É como se Nádia estivesse numa roda de amigas e amigos papeando. E o faz com narrativa e textos primorosos. Dirige-se a todos que queiram entender o comportamento de uma mulher madura que não se furta de viver plenamente sua sexualidade. Em tempos de ficções banais de variados tons de cinza, Nádia Lapa, ou Letícia Fernandez, pseudônimo assumido no seu blog Cem homens, desconcerta e derruba tabus. E por dar a face ao público, também sofre as consequências.
O livro, lançamento da Matrix, edição em 141 páginas, não narra encontros com os ditos 100 homens.

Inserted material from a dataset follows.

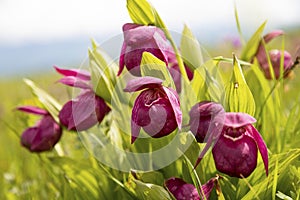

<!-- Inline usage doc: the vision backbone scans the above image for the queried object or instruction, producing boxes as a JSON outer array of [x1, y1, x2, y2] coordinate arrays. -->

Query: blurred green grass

São 35 aventuras, 38 homens contando situações onde mais de um foi partícipe. Foram estes os escolhidos por Nádia para figurarem nas suas narrativas, todas transpostas do blog.
“Transei e narrei porque gosto de fazer ambos. E, afinal de contas, eram decisões sobre meu corpo e o meu tempo. Por qual razão isso deveria incomodar pessoas que nunca me viram? Fui boba de achar que tudo era tão fácil de entender. O que o outro faz com o próprio corpo não deve ser problema da coletividade. Mas muita, muita gente pensa o contrário”.
O desabafo da escritora serve como catarse à avalanche de ofensas que recebe, seja pelo seu físico de gordinha ou mesmo porque assume sua opção libertária. Como ela afirma, “eu era a Geni”. E para muitos, ainda é.
Bom seria ver um papo entre Nádia Lapa e William Reich, o psicanalista alemão que ela cita no final do livro. O autor de Psicologia de massas do fascismo, profundo estudo sobre a repressão à energia sexual na Alemanha nazista, poderia estar diante de um depoimento que o deixaria feliz.
“Traçar” 100 mancebos num ano serve como símbolo de afirmação. Nádia Lapa faz antropafogia simbólica. Devora e mastiga machos, por vontade e prazer. E, de alguma forma, por opção política.